A Black American Veteran: America’s Second Class Citizen

I am one of 2.2 million black veterans as of 2014, per the information on www.census.gov. In my ten years of service, (February 2002- February 2012) I’ve had the fortune of living, serving in, or otherwise visiting forty countries around the world on every continent except Antarctica. Now, I wish I could say that I served out of some sense of nationalism or patriotism. I wish that I could say that my service was a result of the greater good, or for some altruistic reason.  I could say these things but, none of it would be true. The truth is that I joined for the same reason a lot of people, especially black people joined, and that was because it was a means to an end.  I came from a poor to lower middle class family, and I wanted more for myself than being confined to the small town my family and I were marooned at when we were forced to relocate after the naval base in my hometown of Charleston, SC was closed.

At the age of 20, after 2 years of college, I enlisted in the US Air Force. So what do I have to show for my decade long service? A bad back, two surgically repaired knees, and three documented concussions, among other ailments. Currently, I’m 100% disabled. Actually, my official designation is temporarily 100 % disabled, which ironically is an indefinite designation.  What that means is that I’m being paid like I’m 100% disabled, but my family receives no benefits. So my wife and two children aren’t provided with any benefits. Why is this this case? The answer is simple, my age. Because I’m thirty-five,( thirty when I originally separated) the government is hoping that I die rather than make me totally disabled because once they do it can’t be reversed and my monthly entitlement would increase. It’s ironic at best and infuriating at worst, that as someone who has given so much for his country I’m getting so little from it. The way our government treats veterans is deplorable. I spent the prime of my life bringing “freedom” to other people and improving their quality of life, yet my quality of seems to be of no consequence to the powers that be.

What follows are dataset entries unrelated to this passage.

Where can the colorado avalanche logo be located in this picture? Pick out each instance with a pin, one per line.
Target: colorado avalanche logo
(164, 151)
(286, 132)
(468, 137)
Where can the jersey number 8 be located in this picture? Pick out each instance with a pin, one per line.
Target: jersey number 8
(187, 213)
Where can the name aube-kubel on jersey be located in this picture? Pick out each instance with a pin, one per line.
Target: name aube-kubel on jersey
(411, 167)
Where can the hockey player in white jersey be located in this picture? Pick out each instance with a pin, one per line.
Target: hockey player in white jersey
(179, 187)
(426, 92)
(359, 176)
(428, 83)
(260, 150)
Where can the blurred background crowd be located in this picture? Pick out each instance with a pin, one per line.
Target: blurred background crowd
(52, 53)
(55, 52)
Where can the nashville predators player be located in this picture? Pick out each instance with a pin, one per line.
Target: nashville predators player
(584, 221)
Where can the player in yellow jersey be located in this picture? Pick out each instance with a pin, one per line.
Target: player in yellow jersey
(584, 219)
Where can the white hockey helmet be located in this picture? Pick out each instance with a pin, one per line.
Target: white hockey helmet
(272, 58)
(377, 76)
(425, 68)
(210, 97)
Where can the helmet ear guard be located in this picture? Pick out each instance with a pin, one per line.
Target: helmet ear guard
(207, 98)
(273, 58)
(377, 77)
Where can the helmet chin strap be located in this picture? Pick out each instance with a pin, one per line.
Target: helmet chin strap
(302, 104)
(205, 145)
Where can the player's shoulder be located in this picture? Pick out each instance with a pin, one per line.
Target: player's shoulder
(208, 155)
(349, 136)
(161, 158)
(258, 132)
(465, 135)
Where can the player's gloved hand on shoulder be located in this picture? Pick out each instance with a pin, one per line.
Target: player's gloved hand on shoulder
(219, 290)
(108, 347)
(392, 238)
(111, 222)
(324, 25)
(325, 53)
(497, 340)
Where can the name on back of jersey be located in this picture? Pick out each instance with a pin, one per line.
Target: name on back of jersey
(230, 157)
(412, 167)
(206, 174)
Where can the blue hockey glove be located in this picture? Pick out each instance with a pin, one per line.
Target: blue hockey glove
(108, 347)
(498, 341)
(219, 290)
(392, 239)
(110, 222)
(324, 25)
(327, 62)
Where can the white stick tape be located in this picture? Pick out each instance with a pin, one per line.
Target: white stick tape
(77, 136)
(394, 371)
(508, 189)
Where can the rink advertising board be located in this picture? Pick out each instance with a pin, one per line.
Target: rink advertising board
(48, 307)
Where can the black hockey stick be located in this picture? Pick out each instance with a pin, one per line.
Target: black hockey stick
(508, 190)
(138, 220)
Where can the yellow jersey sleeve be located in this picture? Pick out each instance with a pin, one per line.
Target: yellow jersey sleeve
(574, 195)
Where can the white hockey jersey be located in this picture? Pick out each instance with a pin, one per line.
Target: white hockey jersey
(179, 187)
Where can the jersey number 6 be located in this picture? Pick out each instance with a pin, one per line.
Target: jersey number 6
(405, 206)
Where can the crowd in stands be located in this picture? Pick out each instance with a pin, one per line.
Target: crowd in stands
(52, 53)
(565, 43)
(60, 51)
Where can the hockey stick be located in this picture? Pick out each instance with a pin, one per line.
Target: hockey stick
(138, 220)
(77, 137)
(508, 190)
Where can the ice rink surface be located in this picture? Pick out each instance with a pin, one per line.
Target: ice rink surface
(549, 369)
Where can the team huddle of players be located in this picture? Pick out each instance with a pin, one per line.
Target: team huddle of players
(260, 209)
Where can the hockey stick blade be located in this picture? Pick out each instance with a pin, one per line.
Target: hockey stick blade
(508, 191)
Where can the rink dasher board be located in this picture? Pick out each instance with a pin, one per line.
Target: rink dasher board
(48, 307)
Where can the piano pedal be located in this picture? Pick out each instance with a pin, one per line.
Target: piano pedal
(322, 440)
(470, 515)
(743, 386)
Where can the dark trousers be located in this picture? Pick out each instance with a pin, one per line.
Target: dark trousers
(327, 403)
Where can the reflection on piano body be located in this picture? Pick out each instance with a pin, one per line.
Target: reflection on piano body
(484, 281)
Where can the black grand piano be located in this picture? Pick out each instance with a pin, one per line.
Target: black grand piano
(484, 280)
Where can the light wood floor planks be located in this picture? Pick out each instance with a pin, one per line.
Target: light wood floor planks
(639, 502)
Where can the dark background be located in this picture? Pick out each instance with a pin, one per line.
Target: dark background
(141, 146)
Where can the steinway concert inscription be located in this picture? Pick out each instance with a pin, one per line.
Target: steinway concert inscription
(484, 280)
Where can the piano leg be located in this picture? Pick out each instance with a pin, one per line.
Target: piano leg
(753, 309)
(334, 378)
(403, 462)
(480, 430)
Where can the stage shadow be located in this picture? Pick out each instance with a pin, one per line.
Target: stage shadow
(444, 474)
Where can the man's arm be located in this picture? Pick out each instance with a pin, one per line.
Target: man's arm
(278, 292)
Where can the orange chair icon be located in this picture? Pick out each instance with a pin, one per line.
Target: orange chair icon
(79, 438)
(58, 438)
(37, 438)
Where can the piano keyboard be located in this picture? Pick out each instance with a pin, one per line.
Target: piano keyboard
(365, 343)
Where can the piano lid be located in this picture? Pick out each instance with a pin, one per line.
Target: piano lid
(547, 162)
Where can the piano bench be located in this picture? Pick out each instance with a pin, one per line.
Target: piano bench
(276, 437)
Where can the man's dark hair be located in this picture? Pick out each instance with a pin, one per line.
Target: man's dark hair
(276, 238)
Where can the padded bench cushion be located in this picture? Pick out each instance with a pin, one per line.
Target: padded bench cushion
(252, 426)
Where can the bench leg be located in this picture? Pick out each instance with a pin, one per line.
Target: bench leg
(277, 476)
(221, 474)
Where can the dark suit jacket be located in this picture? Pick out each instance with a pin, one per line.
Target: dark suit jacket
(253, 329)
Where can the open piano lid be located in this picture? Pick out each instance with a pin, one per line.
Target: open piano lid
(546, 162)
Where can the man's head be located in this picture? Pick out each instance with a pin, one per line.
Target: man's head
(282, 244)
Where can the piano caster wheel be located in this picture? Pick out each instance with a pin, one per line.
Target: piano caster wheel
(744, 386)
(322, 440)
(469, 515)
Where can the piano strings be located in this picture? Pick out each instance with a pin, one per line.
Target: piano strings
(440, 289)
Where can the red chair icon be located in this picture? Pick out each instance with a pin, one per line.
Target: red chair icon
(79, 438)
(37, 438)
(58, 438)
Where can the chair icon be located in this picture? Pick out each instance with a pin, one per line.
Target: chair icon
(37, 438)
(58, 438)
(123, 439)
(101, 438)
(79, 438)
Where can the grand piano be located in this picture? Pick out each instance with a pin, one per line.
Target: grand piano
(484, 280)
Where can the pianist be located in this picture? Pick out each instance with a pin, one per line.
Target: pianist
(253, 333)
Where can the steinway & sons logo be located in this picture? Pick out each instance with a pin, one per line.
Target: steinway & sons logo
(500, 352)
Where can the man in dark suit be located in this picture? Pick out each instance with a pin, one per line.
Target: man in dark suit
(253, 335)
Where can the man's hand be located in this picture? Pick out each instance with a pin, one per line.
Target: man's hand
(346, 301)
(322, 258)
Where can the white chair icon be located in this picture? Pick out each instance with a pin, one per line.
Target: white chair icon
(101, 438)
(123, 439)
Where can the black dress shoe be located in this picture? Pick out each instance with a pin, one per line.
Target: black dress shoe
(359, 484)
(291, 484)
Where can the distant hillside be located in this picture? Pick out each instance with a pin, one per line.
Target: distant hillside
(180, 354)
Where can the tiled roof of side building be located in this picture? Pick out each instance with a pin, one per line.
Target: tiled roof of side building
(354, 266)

I spend my days making up for lost time with kids, taking them to and from their various appointments, activities, and the like. I’m trying to make amends for all the time I lost while being deployed or working twelve hour days and otherwise making the world a better place, or so I believed. I’m trying to make up for the missed birthdays, holidays, and just time that I wasn’t there in general. When I’m not doing that, I’m trying to reconnect with my wife. She has been with me every step of the way on this difficult journey from Airman to civilian, and from husband to father. S All the while I’m fighting with the government to afford me with a decent quality of life, after years of sending me to do the same for people I’ll never know. Meanwhile, I’m waiting months on end here at home just to get seen by a doctor for various appointments. For example, I finally was seen for an eye appointment that I’ve been trying to get since November.  Here I am, after all I’ve done for my country, it seems as though it’s doing all it can to marginalize me and millions like me, America’s heroes aka the forgotten.